The nonprofit will open its doors in April, providing discounted office space at Packard Place — a for-profit, nonindustry-specific incubator in downtown Charlotte — and a 12- to 24-month business-management program for startups or companies that generate less than $1 million of revenue. Co-founder Curtis Watkins, a project manager in Charlotte-based Duke Energy’s global-technology department, hesitates to discuss requirements but says, as an example, tenants won’t be solar-panel installers; they’ll be designing better solar panels. Three startups have committed to it, though Watkins won’t reveal their names until they move in. An all-volunteer board of directors, which includes Watkins, a City Council member, the chief operating officer of a Virginia-based smart-grid company, a lawyer and an accountant, will mentor them.

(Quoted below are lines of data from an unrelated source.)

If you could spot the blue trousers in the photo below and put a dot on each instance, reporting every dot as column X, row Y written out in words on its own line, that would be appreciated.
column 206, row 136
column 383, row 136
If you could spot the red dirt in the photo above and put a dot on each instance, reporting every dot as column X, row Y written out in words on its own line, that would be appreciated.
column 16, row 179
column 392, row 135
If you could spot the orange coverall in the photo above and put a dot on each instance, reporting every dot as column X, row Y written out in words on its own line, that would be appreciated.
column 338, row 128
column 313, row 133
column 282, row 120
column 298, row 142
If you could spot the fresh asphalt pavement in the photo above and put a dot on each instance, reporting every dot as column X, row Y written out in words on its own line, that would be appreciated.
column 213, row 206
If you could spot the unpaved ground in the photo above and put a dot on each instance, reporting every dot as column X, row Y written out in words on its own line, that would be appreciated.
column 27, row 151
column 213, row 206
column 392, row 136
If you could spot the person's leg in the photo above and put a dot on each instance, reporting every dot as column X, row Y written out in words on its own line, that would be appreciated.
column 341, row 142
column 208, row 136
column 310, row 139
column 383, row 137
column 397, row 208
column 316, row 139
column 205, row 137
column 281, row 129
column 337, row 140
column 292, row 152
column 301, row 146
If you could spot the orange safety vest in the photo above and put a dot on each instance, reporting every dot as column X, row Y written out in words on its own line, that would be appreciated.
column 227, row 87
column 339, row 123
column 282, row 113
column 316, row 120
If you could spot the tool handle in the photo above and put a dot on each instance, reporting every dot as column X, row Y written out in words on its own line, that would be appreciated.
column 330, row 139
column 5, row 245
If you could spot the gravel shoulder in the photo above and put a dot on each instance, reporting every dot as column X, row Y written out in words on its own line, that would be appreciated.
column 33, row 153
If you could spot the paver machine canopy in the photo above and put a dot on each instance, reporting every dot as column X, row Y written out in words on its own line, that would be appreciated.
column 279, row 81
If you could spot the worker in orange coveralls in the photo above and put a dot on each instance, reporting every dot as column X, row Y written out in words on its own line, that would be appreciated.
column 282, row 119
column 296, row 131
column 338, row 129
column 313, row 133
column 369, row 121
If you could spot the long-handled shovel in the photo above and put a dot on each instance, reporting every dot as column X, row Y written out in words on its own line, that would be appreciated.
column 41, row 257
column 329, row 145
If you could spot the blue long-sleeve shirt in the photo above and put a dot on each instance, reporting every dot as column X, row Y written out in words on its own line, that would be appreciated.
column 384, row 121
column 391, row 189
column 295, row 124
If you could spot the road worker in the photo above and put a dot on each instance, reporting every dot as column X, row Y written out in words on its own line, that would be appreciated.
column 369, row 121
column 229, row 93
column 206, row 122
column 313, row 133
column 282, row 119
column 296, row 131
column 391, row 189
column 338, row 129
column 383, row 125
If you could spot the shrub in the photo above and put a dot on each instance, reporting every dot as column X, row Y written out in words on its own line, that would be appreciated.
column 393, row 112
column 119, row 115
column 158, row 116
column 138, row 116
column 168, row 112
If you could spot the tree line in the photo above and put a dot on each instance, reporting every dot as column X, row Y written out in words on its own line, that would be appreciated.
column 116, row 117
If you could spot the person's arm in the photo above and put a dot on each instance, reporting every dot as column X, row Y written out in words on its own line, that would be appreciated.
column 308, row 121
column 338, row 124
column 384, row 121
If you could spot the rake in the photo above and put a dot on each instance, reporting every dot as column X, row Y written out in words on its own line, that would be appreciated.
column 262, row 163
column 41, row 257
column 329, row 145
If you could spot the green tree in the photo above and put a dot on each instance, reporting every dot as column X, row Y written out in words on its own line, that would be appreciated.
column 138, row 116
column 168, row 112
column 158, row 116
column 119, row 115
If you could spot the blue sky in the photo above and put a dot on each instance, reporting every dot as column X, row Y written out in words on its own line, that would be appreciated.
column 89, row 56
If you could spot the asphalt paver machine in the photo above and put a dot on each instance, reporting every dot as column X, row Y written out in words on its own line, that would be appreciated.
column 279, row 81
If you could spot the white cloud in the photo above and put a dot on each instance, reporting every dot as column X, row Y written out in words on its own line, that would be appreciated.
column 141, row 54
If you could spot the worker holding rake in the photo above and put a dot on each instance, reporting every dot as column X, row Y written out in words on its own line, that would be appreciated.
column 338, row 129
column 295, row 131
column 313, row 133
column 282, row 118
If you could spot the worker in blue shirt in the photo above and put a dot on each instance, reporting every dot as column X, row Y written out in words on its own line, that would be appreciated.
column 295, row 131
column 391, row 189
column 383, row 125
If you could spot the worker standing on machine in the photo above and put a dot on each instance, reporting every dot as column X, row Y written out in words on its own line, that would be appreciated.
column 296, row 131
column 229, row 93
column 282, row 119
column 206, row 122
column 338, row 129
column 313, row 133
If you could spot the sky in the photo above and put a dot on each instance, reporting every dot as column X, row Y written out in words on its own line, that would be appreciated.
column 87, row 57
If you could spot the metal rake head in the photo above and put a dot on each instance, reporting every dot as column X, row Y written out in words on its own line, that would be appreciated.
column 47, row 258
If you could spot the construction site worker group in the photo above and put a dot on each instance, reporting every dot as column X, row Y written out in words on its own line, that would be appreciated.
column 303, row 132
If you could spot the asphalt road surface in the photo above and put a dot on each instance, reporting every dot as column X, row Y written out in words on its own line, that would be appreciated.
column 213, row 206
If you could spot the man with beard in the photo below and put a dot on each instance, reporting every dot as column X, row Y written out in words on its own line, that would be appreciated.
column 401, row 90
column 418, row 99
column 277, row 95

Watkins came up with the idea two years ago. “I had been doing some research around what other cities with large energy industries had been doing. One of the things that stood out was they all had something to attract entrepreneurs and innovators.” He approached Dan Roselli, owner of Packard Place, who donated 15,000 of the building’s 90,000 square feet of office space. When CLT Joules is more financially stable — it hopes to get most of its funding from corporate donations — it will pay rent.
$3 million to $4 million
Briefs
KINGS MOUNTAIN — Fort Smith, Ark.-based Baldor Electric, maker of industrial electric motors, will invest $17 million in its plant here and add 166 jobs to its 485 to help the company meet demand for wind-powered technology. The average annual wage is expected to exceed Cleveland County’s average of $32,344, though the company did not specify an amount.
STATESVILLE — Drinkable yogurt and fruit-shake maker Origin Food Group hired about 25 workers for its new $7 million processing plant here. The company plans to double that number by 2014.

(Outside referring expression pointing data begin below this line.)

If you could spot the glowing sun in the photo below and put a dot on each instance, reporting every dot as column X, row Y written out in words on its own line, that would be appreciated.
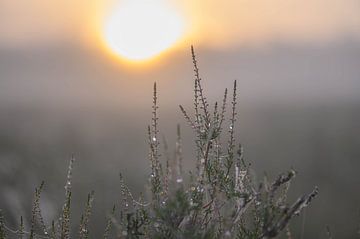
column 139, row 30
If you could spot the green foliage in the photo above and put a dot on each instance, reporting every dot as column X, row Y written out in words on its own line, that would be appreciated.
column 218, row 199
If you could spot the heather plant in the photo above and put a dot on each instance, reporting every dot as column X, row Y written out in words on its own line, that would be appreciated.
column 218, row 199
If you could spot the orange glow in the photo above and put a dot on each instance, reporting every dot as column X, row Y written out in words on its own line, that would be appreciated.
column 141, row 30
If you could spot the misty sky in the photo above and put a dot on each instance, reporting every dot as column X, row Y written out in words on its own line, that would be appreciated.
column 209, row 22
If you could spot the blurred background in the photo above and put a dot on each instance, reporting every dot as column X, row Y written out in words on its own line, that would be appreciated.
column 62, row 92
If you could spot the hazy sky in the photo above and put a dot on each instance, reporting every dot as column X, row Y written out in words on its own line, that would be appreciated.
column 213, row 22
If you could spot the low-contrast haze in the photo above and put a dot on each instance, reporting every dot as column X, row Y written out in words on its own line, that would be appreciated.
column 62, row 92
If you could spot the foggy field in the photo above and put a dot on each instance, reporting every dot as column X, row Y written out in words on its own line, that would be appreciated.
column 320, row 142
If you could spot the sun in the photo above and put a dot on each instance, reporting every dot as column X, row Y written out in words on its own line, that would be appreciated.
column 139, row 30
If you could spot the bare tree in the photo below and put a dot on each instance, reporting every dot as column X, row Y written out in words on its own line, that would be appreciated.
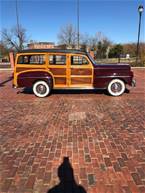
column 68, row 36
column 14, row 38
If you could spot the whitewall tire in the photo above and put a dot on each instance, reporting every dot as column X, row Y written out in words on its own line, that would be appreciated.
column 41, row 89
column 116, row 87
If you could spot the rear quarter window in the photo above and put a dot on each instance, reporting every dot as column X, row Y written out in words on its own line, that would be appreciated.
column 31, row 59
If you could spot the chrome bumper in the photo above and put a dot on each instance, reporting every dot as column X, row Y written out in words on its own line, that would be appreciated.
column 133, row 84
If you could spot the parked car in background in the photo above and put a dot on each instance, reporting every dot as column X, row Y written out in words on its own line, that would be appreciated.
column 47, row 69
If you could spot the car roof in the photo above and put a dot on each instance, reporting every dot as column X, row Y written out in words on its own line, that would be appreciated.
column 53, row 51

CHARLOTTE — Axum Capital Partners, a private-equity firm co-founded by former Carolina Panther Muhsin Muhammad II, acquired a controlling interest in Mount Pleasant, S.C.-based Wild Wing Cafe, a sports-bar chain with 11 corporate-owned and 21 franchise restaurants. The chain employs 2,400 workers, with 500 in North Carolina. Axum co-founder Edna Morris, a former president of Red Lobster, will be interim CEO. Terms of the deal were not disclosed.

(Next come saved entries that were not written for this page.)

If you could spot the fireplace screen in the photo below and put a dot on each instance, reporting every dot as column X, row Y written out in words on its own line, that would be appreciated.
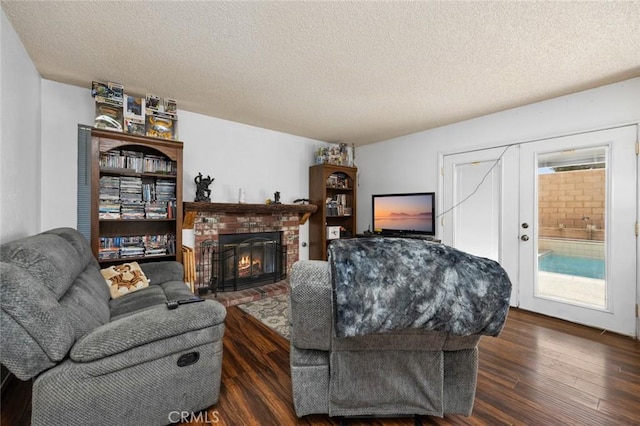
column 245, row 260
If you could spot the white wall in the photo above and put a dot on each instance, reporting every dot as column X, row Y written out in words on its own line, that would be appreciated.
column 411, row 163
column 20, row 138
column 260, row 161
column 63, row 108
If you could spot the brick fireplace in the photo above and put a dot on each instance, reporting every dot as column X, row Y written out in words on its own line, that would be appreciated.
column 211, row 220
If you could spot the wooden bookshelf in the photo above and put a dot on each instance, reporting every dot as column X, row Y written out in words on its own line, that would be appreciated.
column 157, row 165
column 333, row 189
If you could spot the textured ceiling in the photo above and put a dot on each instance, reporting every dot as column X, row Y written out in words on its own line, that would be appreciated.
column 358, row 71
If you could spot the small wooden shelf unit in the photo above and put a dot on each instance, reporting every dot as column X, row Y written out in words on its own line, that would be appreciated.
column 333, row 189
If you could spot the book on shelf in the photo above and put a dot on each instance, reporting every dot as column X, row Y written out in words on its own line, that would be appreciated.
column 123, row 247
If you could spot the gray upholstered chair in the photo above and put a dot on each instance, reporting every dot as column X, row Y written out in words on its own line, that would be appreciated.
column 342, row 366
column 96, row 360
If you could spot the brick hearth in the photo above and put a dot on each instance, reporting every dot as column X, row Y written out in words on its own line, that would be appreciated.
column 210, row 220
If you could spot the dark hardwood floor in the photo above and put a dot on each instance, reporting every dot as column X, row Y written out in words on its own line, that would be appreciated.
column 540, row 371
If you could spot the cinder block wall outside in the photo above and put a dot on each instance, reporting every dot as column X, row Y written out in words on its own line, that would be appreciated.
column 564, row 198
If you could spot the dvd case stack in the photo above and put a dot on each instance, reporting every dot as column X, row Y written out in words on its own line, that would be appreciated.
column 131, row 198
column 131, row 247
column 166, row 193
column 156, row 245
column 109, row 204
column 112, row 159
column 155, row 210
column 109, row 248
column 134, row 160
column 158, row 164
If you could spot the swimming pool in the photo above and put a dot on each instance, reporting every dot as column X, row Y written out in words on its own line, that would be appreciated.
column 570, row 265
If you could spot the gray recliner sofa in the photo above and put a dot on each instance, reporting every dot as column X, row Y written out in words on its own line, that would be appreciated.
column 426, row 366
column 97, row 360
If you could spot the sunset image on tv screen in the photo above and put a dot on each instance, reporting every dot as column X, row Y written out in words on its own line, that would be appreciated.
column 404, row 213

CHARLOTTE — Southwest Airlines announced it will fly out of Charlotte Douglas International Airport after purchasing AirTran, which already operates flights here. The Dallas-based airline did not announce a date for picking up the flights.
CHARLOTTE — Mint Museum hired Toni L. Freeman to the new position of chief operating officer. She previously was director of donor and business relations at Mecklenburg Citizens for Public Education.
SALISBURY — Belgian grocery-store chain Delhaize Group, which operates the Food Lion, Bloom and Bottom Dollar stores, closed 126 stores and retired the Bloom label. Only four North Carolina stores, each employing 35 to 40 workers, were shuttered. No jobs were lost at the Food Lion headquarters in Salisbury.